Another thing to consider about the future, he said, is that the year 2025 is not that far away. “Traditionally, to truly adopt an innovation in the building materials space , it takes about seven to 10 years,” Helmers said. “For an innovation to be adopted in 2025, it needs to be introduced in the next three years.”
The big change he foresees in lumberyards of the future is the way in which they interact with the customer, providing services and consulting in ways not previously imagined.
“Increasingly important will be [the pro dealer’s> ability to teach and help the contractor,” Helmers said. “And to be able to do that, you have to have the ability to learn. It’s not just bringing in new products; it’s explaining how they bring improvements. And that’s a big change.”
Some executives say they see a glimpse of the future in the lumberyards of today. Helmers pointed to the combination robust hardware store, showroom and drive-through lumberyard format of California-based Ganahl Lumber — effectively becoming a one-stop shop for the homeowner and home builder.
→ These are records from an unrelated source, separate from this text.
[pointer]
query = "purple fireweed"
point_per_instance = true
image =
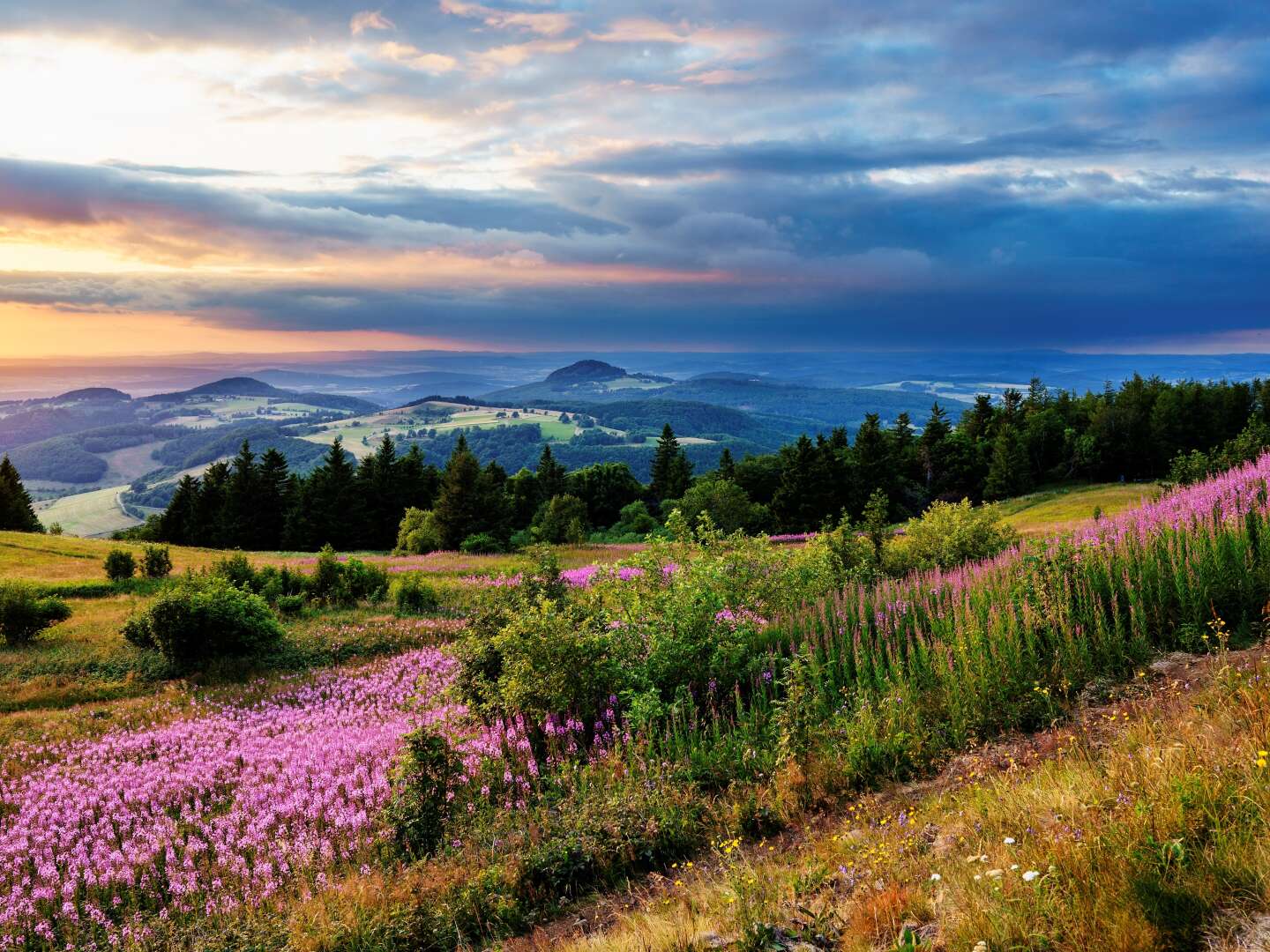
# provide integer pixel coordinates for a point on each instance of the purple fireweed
(215, 811)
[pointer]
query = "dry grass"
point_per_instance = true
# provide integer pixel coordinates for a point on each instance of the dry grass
(1064, 508)
(1145, 827)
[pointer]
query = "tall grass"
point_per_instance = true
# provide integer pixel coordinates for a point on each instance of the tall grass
(1000, 643)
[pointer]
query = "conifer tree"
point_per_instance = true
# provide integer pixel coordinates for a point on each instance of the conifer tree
(176, 524)
(334, 504)
(17, 512)
(727, 465)
(672, 471)
(242, 502)
(274, 498)
(550, 476)
(458, 509)
(1010, 472)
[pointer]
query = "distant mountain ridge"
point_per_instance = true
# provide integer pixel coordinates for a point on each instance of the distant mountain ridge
(597, 372)
(249, 386)
(92, 394)
(228, 386)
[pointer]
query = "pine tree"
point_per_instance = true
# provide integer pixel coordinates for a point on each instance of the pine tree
(17, 512)
(207, 525)
(381, 495)
(672, 471)
(931, 449)
(727, 465)
(274, 498)
(550, 476)
(1010, 472)
(242, 502)
(334, 504)
(874, 465)
(791, 502)
(456, 510)
(176, 524)
(419, 480)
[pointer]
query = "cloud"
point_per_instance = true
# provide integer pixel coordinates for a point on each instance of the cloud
(369, 19)
(415, 58)
(548, 25)
(825, 158)
(938, 170)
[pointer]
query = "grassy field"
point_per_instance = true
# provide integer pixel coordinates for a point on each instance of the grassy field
(1122, 833)
(398, 421)
(1050, 510)
(86, 659)
(97, 513)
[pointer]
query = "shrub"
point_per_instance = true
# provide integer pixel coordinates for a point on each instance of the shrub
(418, 533)
(236, 570)
(422, 782)
(276, 583)
(410, 594)
(25, 612)
(120, 565)
(290, 605)
(205, 619)
(156, 562)
(562, 519)
(363, 580)
(334, 583)
(952, 533)
(481, 544)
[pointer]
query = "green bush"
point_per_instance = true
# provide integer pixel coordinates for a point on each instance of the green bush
(25, 612)
(481, 544)
(290, 605)
(204, 619)
(344, 584)
(120, 565)
(279, 583)
(422, 782)
(418, 532)
(562, 519)
(236, 570)
(949, 534)
(410, 594)
(156, 562)
(549, 658)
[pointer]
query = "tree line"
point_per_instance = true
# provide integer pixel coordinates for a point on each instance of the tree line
(998, 449)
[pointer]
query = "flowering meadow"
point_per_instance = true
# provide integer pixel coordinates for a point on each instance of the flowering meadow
(210, 813)
(696, 678)
(918, 666)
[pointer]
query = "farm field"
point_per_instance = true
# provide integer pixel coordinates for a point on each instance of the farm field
(95, 513)
(314, 732)
(1064, 508)
(397, 423)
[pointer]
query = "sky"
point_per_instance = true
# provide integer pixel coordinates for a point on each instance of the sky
(230, 175)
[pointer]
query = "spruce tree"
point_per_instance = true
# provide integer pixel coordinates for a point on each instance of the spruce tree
(335, 507)
(1010, 472)
(727, 465)
(458, 509)
(672, 471)
(874, 464)
(274, 498)
(550, 476)
(176, 524)
(17, 512)
(243, 502)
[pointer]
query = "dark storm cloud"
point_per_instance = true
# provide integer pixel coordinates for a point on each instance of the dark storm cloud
(827, 158)
(850, 173)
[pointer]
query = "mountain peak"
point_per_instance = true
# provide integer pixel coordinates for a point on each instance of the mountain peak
(586, 372)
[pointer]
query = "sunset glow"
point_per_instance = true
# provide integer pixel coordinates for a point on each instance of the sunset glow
(494, 175)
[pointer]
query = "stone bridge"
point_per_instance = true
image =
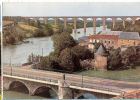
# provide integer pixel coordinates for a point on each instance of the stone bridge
(94, 19)
(66, 86)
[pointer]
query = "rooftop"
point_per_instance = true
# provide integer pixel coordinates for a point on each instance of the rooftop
(101, 51)
(123, 35)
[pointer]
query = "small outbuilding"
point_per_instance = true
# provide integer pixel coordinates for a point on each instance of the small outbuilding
(100, 59)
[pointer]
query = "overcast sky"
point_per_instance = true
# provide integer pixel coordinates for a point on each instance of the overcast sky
(71, 9)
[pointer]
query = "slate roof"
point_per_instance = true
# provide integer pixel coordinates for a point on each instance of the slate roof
(123, 35)
(83, 39)
(101, 51)
(129, 36)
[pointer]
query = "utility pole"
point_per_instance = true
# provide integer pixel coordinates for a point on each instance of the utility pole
(82, 80)
(42, 52)
(11, 65)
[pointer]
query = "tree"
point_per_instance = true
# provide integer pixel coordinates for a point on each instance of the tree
(82, 52)
(38, 33)
(69, 61)
(62, 41)
(48, 30)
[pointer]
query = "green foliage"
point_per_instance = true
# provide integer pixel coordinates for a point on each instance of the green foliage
(62, 41)
(69, 61)
(38, 33)
(128, 26)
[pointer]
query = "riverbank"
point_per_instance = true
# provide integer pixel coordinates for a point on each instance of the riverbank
(129, 75)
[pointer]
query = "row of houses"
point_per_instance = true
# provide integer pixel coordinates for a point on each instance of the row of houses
(111, 39)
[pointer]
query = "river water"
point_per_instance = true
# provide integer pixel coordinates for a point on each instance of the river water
(44, 46)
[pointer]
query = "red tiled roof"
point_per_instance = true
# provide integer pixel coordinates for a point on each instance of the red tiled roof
(103, 36)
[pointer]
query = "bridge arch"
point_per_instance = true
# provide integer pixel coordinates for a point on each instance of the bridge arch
(17, 83)
(82, 94)
(45, 89)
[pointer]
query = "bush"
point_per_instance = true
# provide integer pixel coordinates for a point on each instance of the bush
(82, 52)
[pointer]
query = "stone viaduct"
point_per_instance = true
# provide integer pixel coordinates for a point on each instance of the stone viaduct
(94, 19)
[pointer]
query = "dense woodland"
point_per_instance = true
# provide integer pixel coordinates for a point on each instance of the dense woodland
(67, 53)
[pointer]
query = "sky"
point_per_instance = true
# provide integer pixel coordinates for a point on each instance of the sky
(71, 9)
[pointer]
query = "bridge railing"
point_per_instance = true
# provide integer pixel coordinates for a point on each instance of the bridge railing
(74, 83)
(31, 77)
(98, 88)
(13, 65)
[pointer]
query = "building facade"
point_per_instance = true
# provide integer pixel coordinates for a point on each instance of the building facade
(115, 39)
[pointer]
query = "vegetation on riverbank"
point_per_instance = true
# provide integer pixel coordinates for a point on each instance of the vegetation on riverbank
(66, 56)
(15, 34)
(128, 26)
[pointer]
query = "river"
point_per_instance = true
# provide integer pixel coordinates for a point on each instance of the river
(44, 46)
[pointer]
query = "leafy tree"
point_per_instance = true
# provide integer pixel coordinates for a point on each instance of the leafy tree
(82, 52)
(69, 61)
(38, 33)
(62, 41)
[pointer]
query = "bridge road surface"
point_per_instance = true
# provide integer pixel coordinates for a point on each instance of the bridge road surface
(75, 79)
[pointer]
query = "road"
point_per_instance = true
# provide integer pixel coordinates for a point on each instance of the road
(75, 79)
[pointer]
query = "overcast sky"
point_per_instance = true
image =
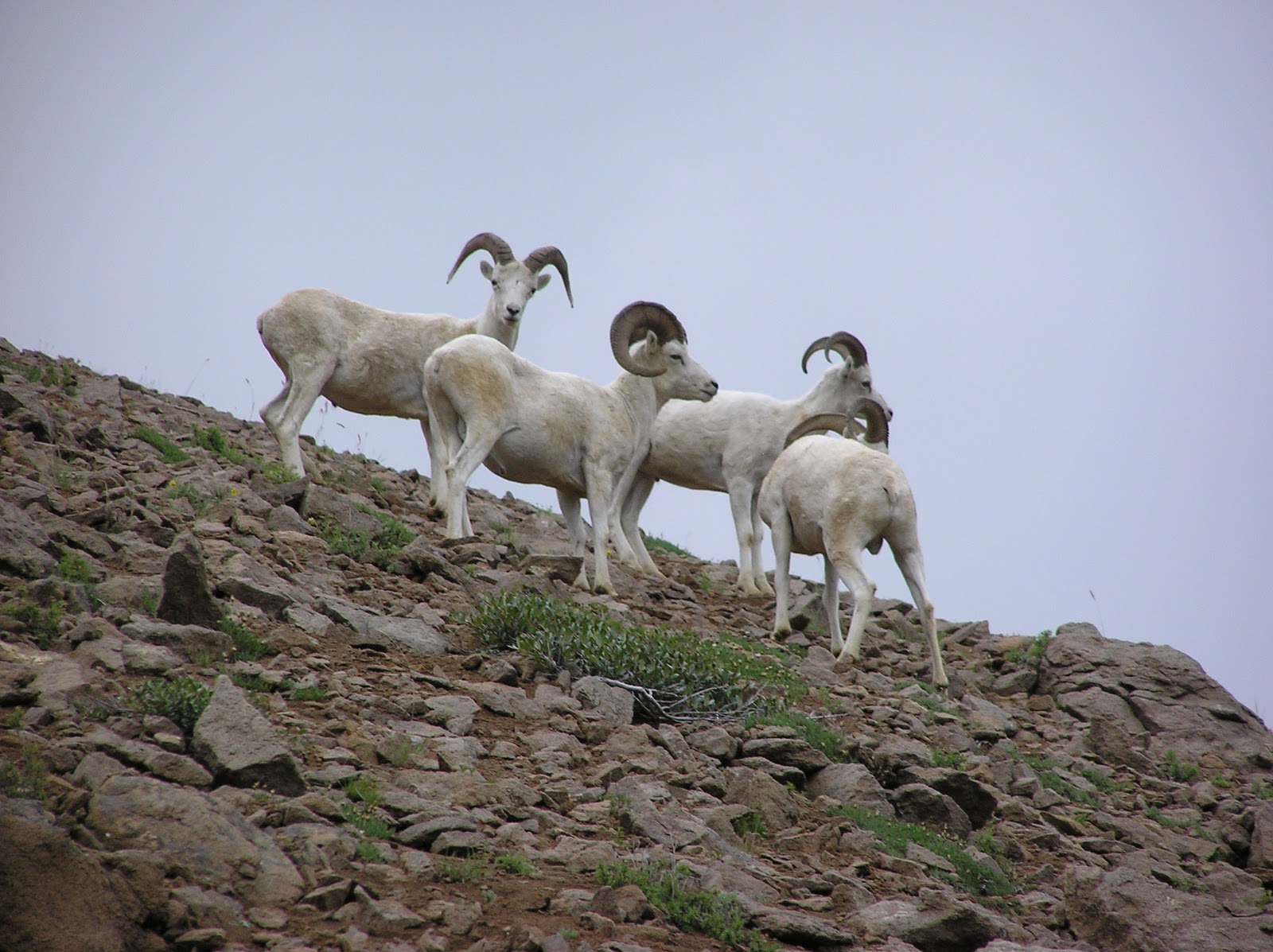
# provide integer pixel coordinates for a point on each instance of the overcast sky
(1052, 226)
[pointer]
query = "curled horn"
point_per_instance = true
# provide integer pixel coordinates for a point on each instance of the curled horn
(541, 258)
(867, 407)
(488, 242)
(843, 344)
(634, 321)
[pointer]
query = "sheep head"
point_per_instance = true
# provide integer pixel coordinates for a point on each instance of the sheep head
(513, 282)
(664, 353)
(865, 407)
(853, 377)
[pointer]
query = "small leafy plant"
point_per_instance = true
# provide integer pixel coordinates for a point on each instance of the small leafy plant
(169, 451)
(182, 700)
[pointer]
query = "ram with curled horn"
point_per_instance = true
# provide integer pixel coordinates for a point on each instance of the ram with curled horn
(727, 445)
(835, 498)
(372, 362)
(554, 429)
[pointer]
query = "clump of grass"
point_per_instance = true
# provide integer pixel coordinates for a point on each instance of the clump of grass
(895, 837)
(169, 451)
(212, 439)
(515, 863)
(76, 569)
(182, 700)
(42, 621)
(278, 472)
(1179, 770)
(460, 869)
(653, 544)
(247, 644)
(815, 732)
(29, 779)
(674, 674)
(672, 888)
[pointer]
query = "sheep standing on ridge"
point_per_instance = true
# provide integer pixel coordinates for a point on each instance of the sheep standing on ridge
(372, 362)
(834, 498)
(729, 445)
(554, 429)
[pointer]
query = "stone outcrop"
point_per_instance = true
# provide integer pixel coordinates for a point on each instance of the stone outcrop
(236, 717)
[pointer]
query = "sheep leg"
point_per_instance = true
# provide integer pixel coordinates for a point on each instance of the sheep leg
(460, 468)
(598, 508)
(629, 530)
(831, 604)
(570, 506)
(757, 536)
(781, 531)
(912, 564)
(302, 391)
(749, 540)
(846, 560)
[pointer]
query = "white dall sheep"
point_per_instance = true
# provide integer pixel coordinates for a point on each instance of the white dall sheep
(834, 496)
(372, 362)
(729, 445)
(554, 429)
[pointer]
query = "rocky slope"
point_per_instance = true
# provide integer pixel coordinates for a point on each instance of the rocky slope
(367, 775)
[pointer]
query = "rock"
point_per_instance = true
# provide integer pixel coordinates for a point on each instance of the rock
(241, 748)
(188, 596)
(851, 783)
(57, 897)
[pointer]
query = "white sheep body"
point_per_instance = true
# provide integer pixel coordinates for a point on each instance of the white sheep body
(555, 429)
(833, 496)
(727, 445)
(371, 362)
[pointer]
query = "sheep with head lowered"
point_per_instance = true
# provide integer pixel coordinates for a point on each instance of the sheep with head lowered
(833, 496)
(554, 429)
(372, 362)
(729, 445)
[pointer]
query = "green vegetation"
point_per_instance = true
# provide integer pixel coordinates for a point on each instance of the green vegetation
(672, 888)
(894, 837)
(674, 674)
(460, 869)
(383, 545)
(76, 569)
(1179, 770)
(653, 544)
(212, 439)
(42, 621)
(169, 451)
(182, 700)
(277, 472)
(515, 863)
(247, 646)
(29, 779)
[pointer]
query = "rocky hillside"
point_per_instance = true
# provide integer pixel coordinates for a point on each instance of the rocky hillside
(245, 712)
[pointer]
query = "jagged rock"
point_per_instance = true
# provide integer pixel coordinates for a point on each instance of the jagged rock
(25, 546)
(59, 897)
(207, 837)
(241, 748)
(1122, 910)
(190, 642)
(921, 803)
(936, 923)
(851, 783)
(188, 596)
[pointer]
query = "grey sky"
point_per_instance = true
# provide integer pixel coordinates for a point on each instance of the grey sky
(1050, 224)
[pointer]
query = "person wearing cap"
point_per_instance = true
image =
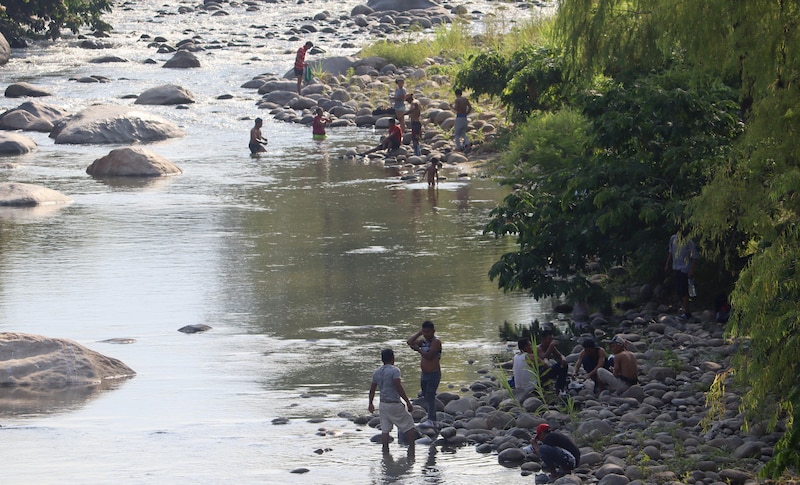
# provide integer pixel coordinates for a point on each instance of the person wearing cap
(558, 452)
(391, 408)
(399, 103)
(626, 369)
(552, 364)
(592, 358)
(430, 351)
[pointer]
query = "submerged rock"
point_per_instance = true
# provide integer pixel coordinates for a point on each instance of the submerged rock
(132, 162)
(41, 362)
(113, 124)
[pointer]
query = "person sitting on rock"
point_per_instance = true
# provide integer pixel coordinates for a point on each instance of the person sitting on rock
(552, 364)
(391, 141)
(559, 453)
(592, 358)
(626, 368)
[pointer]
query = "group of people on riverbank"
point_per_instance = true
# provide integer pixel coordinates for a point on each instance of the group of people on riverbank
(402, 104)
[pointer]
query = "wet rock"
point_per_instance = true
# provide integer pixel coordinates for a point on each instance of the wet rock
(20, 90)
(38, 362)
(15, 144)
(132, 162)
(167, 94)
(198, 328)
(113, 124)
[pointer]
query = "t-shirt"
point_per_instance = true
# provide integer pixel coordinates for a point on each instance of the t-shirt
(396, 134)
(522, 372)
(563, 441)
(682, 255)
(300, 60)
(399, 99)
(384, 377)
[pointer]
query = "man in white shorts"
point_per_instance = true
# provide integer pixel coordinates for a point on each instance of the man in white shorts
(392, 410)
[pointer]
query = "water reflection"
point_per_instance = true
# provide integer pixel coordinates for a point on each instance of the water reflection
(397, 470)
(20, 401)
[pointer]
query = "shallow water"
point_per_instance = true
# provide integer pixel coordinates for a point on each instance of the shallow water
(304, 263)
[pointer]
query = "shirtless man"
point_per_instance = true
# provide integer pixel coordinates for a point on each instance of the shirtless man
(462, 107)
(626, 368)
(257, 141)
(430, 351)
(415, 115)
(552, 364)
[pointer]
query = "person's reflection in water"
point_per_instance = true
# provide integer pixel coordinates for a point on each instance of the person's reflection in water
(433, 197)
(430, 471)
(397, 470)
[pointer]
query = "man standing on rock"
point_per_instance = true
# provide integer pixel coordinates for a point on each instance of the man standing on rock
(626, 368)
(552, 364)
(415, 115)
(462, 107)
(393, 395)
(300, 64)
(430, 351)
(559, 453)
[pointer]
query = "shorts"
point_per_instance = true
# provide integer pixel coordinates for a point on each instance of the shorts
(395, 413)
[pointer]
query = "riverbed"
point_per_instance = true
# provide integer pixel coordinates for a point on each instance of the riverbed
(304, 263)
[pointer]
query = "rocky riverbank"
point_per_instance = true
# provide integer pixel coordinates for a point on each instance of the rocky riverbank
(653, 433)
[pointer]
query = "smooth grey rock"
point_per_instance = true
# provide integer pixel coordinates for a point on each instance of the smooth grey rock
(38, 362)
(5, 50)
(29, 195)
(167, 94)
(15, 144)
(132, 162)
(113, 124)
(20, 90)
(182, 60)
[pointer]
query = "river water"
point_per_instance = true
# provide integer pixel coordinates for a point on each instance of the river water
(304, 263)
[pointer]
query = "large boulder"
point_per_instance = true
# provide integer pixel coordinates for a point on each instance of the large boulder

He also pointed to the example of Atlanta-based BMC’s “Design Center” and its upstream value engineering services as hints of what’s to come.
At Fort Wayne, Indiana-based Do it Best Corp., Gary Nackers, VP lumber and building materials, sees forward thinking on display at Your Building Centers, a 14-unit pro dealer based in Pennsylvania, where showrooms are available on a 24-7 basis, and Friedmans Home Improvement of California, which brings building products into a female-friendly retail setting. “The female who’s involved in the design of the house will play a bigger role in material decisions,” he suggested.
But perhaps the biggest change will be the way lumberyards adjust to social and technological changes of consumers. Nackers pointed to a stat, which suggests that 90% of “digital natives” (less than 30 years old) say their smartphone never leaves their side. The implications for marketing, communicating, buying and selling are huge.
“What’s changing with some of the more sophisticated yards is the tracking of their deliveries and the communication with their customers,” Nackers said. “The industry has not been very quick to embrace technology, but it certainly is coming, and it is coming at a pretty fast pace.”